DIGITAL LIBRARY
THE IMPORTANCE OF DRAWING IN THE ARCHITECTURE PROJECT AND ITS TEACHING
Málaga University (SPAIN)
About this paper:
Appears in: INTED2017 Proceedings
Publication year: 2017
Pages: 3439-3443
ISBN: 978-84-617-8491-2
ISSN: 2340-1079
doi: 10.21125/inted.2017.0861
Conference name: 11th International Technology, Education and Development Conference
Dates: 6-8 March, 2017
Location: Valencia, Spain
Abstract:
We start designing working and thinking with our hands. With them, we can shape an external object first and think and develop the architectural project through it. When designing, our hands act as tools that move between the worlds of matter and thought, making it possible to work with our ideas, clarifying them and fixing them up into something buildable.
This article tries to explore the role of our hands when designing in order to learn more about the process of creating the architectural project and the way it is generated, to finally speak about issues interesting for us concerning the way they are taught.

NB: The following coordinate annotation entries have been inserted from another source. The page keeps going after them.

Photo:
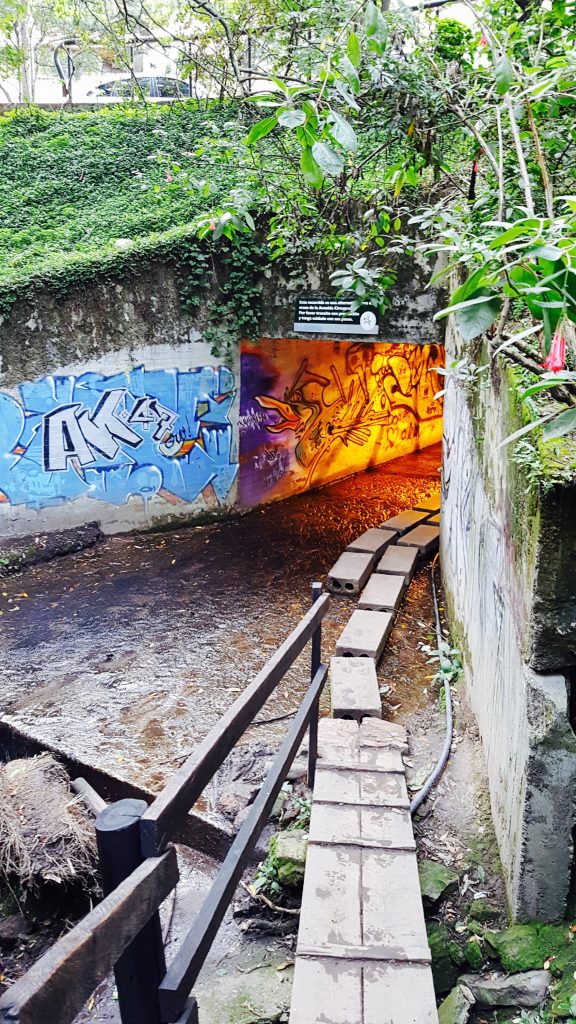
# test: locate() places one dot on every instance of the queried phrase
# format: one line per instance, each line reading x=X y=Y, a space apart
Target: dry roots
x=45 y=835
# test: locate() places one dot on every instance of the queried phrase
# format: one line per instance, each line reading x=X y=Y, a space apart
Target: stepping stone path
x=365 y=635
x=382 y=593
x=351 y=572
x=363 y=955
x=399 y=561
x=354 y=687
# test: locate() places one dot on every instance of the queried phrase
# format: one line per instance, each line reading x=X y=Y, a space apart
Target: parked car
x=119 y=87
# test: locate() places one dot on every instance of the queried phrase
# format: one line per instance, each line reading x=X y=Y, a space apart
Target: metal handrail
x=138 y=872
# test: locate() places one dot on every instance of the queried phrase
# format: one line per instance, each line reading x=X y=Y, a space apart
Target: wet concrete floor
x=124 y=656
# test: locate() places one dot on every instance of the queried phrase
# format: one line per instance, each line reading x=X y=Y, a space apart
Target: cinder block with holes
x=354 y=688
x=404 y=520
x=373 y=541
x=382 y=593
x=399 y=561
x=351 y=572
x=365 y=634
x=425 y=539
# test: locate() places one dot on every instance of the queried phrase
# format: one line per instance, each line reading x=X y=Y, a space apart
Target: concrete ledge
x=354 y=688
x=373 y=541
x=350 y=573
x=382 y=593
x=365 y=635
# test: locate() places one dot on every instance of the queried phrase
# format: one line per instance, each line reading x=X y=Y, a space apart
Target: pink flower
x=556 y=360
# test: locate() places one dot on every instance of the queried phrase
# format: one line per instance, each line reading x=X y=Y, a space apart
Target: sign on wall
x=325 y=314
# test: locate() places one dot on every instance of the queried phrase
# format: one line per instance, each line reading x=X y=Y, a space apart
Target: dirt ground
x=123 y=656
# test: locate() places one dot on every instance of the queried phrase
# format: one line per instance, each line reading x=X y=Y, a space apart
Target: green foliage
x=87 y=194
x=451 y=39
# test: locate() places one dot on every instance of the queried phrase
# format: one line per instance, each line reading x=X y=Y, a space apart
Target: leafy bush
x=91 y=192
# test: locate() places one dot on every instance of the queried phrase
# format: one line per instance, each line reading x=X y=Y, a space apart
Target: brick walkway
x=362 y=955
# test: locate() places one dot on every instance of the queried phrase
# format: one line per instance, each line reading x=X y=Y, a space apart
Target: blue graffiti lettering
x=134 y=434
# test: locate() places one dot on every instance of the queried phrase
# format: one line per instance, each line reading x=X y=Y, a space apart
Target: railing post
x=141 y=967
x=315 y=665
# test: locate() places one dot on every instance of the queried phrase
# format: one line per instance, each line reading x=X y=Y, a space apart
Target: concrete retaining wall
x=115 y=411
x=501 y=569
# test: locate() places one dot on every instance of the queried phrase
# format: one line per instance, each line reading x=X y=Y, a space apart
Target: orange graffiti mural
x=313 y=411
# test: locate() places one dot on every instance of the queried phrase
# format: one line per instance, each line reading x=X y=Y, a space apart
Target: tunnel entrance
x=315 y=411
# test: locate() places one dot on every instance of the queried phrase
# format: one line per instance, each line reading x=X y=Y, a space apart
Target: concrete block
x=350 y=573
x=404 y=520
x=398 y=993
x=334 y=733
x=393 y=912
x=373 y=541
x=399 y=561
x=424 y=538
x=363 y=788
x=363 y=759
x=365 y=635
x=377 y=827
x=354 y=687
x=331 y=909
x=374 y=733
x=429 y=504
x=382 y=592
x=326 y=990
x=341 y=991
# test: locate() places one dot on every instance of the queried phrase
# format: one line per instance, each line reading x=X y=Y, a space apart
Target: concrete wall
x=501 y=569
x=115 y=411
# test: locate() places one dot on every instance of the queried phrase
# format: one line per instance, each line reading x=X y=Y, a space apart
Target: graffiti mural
x=134 y=434
x=314 y=411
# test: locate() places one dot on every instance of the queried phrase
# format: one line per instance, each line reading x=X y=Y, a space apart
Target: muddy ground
x=123 y=656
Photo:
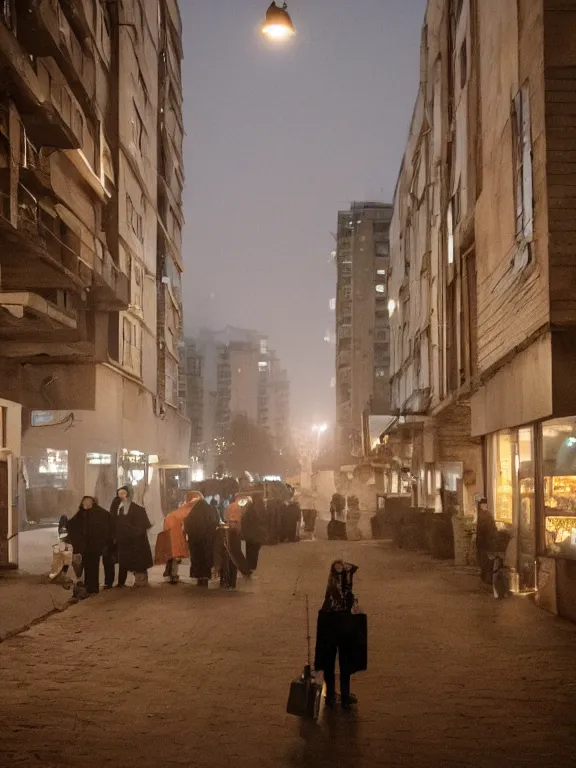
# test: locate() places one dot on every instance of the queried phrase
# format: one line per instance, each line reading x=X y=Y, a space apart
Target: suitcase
x=305 y=695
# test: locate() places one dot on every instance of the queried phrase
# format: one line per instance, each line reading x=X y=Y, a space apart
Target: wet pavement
x=175 y=676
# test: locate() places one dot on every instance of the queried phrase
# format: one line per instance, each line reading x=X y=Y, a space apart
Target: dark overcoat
x=348 y=634
x=131 y=537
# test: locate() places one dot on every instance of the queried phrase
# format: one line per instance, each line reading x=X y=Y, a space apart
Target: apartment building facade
x=483 y=331
x=362 y=325
x=92 y=174
x=229 y=373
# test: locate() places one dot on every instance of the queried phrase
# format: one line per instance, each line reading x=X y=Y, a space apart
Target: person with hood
x=486 y=539
x=337 y=524
x=340 y=632
x=254 y=529
x=174 y=538
x=90 y=534
x=200 y=527
x=130 y=526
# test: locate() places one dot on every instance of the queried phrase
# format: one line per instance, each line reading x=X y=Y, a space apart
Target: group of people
x=117 y=537
x=212 y=539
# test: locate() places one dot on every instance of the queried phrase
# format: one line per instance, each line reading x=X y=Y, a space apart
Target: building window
x=171 y=372
x=522 y=148
x=7 y=14
x=134 y=219
x=463 y=61
x=559 y=471
x=450 y=231
x=132 y=346
x=503 y=491
x=137 y=128
x=137 y=286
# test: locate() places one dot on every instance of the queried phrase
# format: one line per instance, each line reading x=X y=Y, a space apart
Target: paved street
x=171 y=676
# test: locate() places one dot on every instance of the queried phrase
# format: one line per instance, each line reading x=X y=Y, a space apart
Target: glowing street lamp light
x=278 y=24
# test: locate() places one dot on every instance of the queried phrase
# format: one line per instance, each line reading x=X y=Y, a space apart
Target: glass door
x=525 y=509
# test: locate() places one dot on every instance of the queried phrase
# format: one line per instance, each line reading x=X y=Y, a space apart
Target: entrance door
x=525 y=508
x=5 y=512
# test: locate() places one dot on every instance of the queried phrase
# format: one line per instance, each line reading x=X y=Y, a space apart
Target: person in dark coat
x=486 y=538
x=223 y=563
x=200 y=528
x=130 y=525
x=340 y=632
x=337 y=524
x=90 y=534
x=254 y=528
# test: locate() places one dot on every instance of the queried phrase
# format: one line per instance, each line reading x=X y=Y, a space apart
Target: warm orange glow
x=278 y=31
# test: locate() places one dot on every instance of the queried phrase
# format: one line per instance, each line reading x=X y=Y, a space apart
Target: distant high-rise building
x=230 y=373
x=362 y=325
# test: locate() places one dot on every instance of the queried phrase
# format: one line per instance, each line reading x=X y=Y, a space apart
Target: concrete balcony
x=16 y=70
x=48 y=109
x=60 y=123
x=45 y=31
x=110 y=290
x=35 y=254
x=27 y=317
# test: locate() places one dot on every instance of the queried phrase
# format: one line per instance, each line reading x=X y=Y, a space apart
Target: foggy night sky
x=278 y=139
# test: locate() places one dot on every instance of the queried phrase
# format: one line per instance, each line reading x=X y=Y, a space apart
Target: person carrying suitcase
x=341 y=631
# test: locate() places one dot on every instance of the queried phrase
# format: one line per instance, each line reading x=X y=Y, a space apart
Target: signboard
x=42 y=418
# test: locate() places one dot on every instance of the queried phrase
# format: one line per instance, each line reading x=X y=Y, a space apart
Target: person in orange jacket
x=173 y=526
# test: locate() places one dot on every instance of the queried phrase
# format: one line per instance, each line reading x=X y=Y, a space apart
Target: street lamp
x=278 y=24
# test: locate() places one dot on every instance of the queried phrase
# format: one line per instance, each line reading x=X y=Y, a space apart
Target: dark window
x=463 y=64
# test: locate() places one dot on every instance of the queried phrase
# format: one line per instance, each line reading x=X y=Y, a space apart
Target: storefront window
x=503 y=491
x=101 y=476
x=527 y=509
x=49 y=470
x=559 y=470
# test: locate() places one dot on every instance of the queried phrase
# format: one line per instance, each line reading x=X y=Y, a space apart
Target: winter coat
x=201 y=522
x=255 y=523
x=131 y=537
x=340 y=629
x=234 y=514
x=486 y=532
x=173 y=525
x=90 y=531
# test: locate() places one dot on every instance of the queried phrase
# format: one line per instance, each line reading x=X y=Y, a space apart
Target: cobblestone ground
x=171 y=676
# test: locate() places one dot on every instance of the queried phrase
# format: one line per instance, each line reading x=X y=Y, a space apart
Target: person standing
x=90 y=534
x=353 y=520
x=337 y=524
x=486 y=539
x=254 y=529
x=200 y=527
x=174 y=527
x=130 y=526
x=338 y=634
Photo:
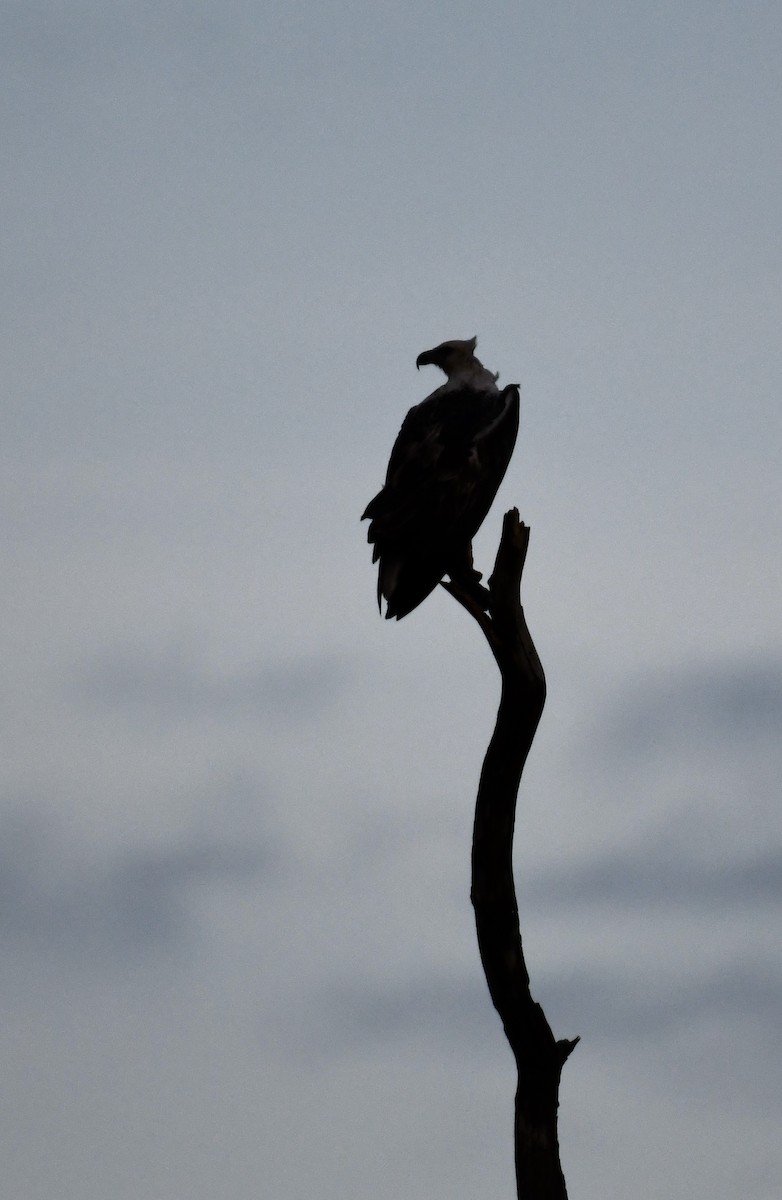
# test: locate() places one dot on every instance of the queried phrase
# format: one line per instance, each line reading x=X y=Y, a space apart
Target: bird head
x=453 y=357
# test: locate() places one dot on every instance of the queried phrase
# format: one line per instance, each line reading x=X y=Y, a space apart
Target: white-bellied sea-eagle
x=445 y=467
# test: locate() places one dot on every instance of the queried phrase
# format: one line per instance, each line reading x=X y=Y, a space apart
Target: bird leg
x=464 y=576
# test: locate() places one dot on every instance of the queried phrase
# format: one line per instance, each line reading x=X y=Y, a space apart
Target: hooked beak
x=427 y=359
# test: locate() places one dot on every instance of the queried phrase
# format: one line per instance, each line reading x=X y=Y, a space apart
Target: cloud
x=179 y=685
x=55 y=898
x=661 y=874
x=710 y=705
x=611 y=1005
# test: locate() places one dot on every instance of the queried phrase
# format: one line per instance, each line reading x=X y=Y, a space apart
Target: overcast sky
x=238 y=951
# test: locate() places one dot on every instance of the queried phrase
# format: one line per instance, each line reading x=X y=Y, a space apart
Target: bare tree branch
x=539 y=1055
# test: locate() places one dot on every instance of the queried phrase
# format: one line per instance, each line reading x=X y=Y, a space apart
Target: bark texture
x=539 y=1055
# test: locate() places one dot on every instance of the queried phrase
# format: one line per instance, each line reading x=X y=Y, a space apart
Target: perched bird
x=446 y=465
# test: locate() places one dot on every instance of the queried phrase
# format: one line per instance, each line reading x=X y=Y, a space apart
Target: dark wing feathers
x=445 y=467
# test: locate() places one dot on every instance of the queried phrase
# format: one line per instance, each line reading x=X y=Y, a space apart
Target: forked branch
x=539 y=1055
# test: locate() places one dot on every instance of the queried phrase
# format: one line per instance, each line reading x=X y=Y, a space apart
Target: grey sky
x=235 y=807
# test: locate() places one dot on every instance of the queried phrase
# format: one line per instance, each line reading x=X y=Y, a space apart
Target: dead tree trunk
x=539 y=1055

During this process, drawing assumes a prominent role, not only as an instrument allowing the representation of the projectual idea itself, making it visible and defining its materialization and construction, but also as an element that generates thinking, as it is through drawing that we can work and think on the idea that originates it.
Drawing, building models..., in short, working with your hands consciously, leads us to develop a thinking process in which gaze and hands work together. It would be necessary to claim that action for the teaching of architectural projects as a method of doing and thinking. During the project development, it would be necessary for students to learn how to work with instruments, tools... that resist the achievement of mere projections or mechanical representations of those things before their eyes, to get into the being of things, their presence or their being present.
In this respect, and in the field of the architectural project teaching, it is essential to highlight the importance of drawing due to its effectiveness to transmit and express a form of thinking.
As Martin Heidegger suggests, our hands are organs for our thinking. When they are not working in order to know or learn, they are thinking. Drawing, building models, sketching... is a matter of “doing” that turns into a way of “thinking” where hands and ideas are joined together as long as the project is carried out. Therefore, the value of drawing lies in its function as a tool for reflection.
Designing means to think in a graphic way, to materialise our ideas through our hands to work with them, think about them and, to materialize them once more. Sketches, models, collages, schemes... suitable for every step during the project development allow us to check the different design options, test and error trials. These act as critical instruments that inform about the validity of every decision taken. This is why the project cannot emerge from the mere application of a static, definitely established knowledge, but from a dialectical process between thought and action, gaze and hands.
Therefore, we could say that the drawing is an instrument of reflection that allows us to focus our thoughts, to define a support to contain, shape and define them, and to communicate the essence of our ideas, specifying and fixing them to turn them into something buildable.
Hence the importance in the development of any project and in his teaching not only of those drawings that shape that graphic documentation enabling the building of architecture in every aspect, but also of the early drawings, sketches, schematic drafts and series of images that try to study its context... and already contain the first projectual idea, clear and definitive, anticipating the formalisation of the project and sensing some material, building and structural conditions.
Keywords:
Learning, teaching, creative, methodology, architecture, architectural project, hands, drawing.